Troppe armi e leader inadeguati, un’ombra sul futuro della Libia
Roma (AsiaNews) - "Pochi uomini degni di definirsi democratici e troppe armi in mano alle persone sbagliate gettano un'ombra sul futuro democratico della Libia. Ma la popolazione ha un grande desiderio di libertà e lo sta dimostrando". È quanto afferma ad AsiaNews il professor Angelo del Boca, storico esperto della Libia, a un anno dall'inizio della rivoluzione che ha messo fine alla dittatura di Muhammar Gheddafi, durata 40 anni. Oggi tutto il Paese festeggia la caduta del regime. Per rispetto delle vittime della rivolta, non sono state organizzate manifestazioni ufficiali, ma nelle principali città libiche vi sono celebrazioni spontanee.

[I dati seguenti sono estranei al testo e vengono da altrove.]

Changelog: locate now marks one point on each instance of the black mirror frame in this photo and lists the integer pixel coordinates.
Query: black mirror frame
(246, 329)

Ieri sera a Bengasi, da dove ha avuto inizio la rivolta contro il regime, migliaia di persone sono scese in piazza sparando fuochi d'artificio e cantando slogan anti-Gheddafi. A Tripoli i miliziani che controllano la città hanno allestito posti di blocco per prevenire qualsiasi tentativo di interrompere i festeggiamenti. Tuttavia, secondo Del Boca , nel Paese regna ancora clima di terrore e paura, che nei giorni scorsi ha portato migliaia di persone a scendere in piazza per chiedere il disarmo dei ribelli e la fine di ogni ostilità e barbarie.
"Nelle città, soprattutto a Tripoli - afferma lo storico - ci sono troppe armi e chi governa non è in grado di mantenere la sicurezza in un modo civile. La popolazione non si fida dei leader del Consiglio nazionale di transizione, in gran parte compromessi con l'ex regime, e purtroppo non vi è nessuno a cui interessi sul serio il bene del Paese. Chi ha il vero potere sono ancora le milizie armate".

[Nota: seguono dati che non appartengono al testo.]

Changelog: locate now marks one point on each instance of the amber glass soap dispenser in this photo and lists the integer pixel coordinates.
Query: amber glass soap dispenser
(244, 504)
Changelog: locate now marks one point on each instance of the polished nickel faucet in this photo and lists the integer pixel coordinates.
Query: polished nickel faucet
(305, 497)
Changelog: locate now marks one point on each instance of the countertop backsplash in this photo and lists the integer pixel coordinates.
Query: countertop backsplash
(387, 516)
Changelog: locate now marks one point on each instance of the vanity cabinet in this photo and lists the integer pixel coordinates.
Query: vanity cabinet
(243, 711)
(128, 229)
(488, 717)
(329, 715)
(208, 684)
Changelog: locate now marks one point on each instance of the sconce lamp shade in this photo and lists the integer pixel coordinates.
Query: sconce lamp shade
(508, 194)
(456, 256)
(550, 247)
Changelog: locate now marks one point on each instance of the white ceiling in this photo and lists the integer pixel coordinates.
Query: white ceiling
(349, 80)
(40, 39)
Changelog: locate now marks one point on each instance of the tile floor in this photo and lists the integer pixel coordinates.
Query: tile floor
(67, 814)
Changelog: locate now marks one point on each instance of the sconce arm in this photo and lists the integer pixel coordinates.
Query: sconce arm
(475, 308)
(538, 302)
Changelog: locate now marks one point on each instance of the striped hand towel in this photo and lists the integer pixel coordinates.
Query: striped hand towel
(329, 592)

Dalla fine del conflitto nel mese di ottobre, migliaia di miliziani ribelli provenienti da Bengasi e dalle montagne della Libia occidentale hanno fatto di Tripoli il loro accampamento. Le vie della città sono invase da mezzi blindati, carri armati e mitragliatrici ancora puntate verso ipotetici obiettivi. I ribelli si sono spartiti il controllo della capitale. Essi hanno occupato le camere degli hotel di lusso del lungomare di Tripoli. A Zintan i miliziani di alto grado hanno preso possesso delle ville degli ex funzionari del regime. L'Università di Tripoli, che ha riaperto da pochi giorni, è ancora una sorta di piazza d'armi e gli studenti sono costretti ad ascoltare le lezioni con a fianco pile di granate, proiettili e fucili mitragliatori. La popolazione è esasperata e ha chiesto alle autorità civile e militari di ordinare la resa delle armi e reintegrare nella società gli ex ribelli, molti dei quali sono poco più che adolescenti. La situazione non cambia nel resto del Paese.
Ieri Amnesty International ha pubblicato un rapporto dove denuncia le torture inflitte ai prigionieri di guerra e agli immigrati dell'Africa sub-sahariana. Nelle prigioni gestite dal Consiglio nazionale di transizione vi sarebbero oltre 2500 persone incarcerate senza un processo. A tutt'oggi si sono registrate almeno 12 morti per torture.
"Il panorama è desolante - sottolinea Del Boca - e un ritorno alla normalità in tempi brevi sarà molto difficile". Lo storico spiega che a tutt'oggi la capitale è ancora governata da Abdel Hakim Belhadj, responsabile militare della città, islamista ed ex membro di al-Qaeda, che vorrebbe instaurare la sharia in tutto il Paese. "Fra la popolazione vi è però un grande desiderio di libertà e democrazia e si opporranno all'imposizione di una legge islamica sul modello dei Paesi musulmani più radicali. Anche se il 90% dei libici è di religione islamica, il Paese ha sempre avuto un approccio moderato alla religione. In questi giorni alcuni intellettuali si sono riuniti per riscrivere i codici civile e penale. Le due fonti ispiratrici saranno il codice Rocco, risalente al periodo coloniale italiano e le leggi ispirate alla sharia già utilizzate da Gheddafi".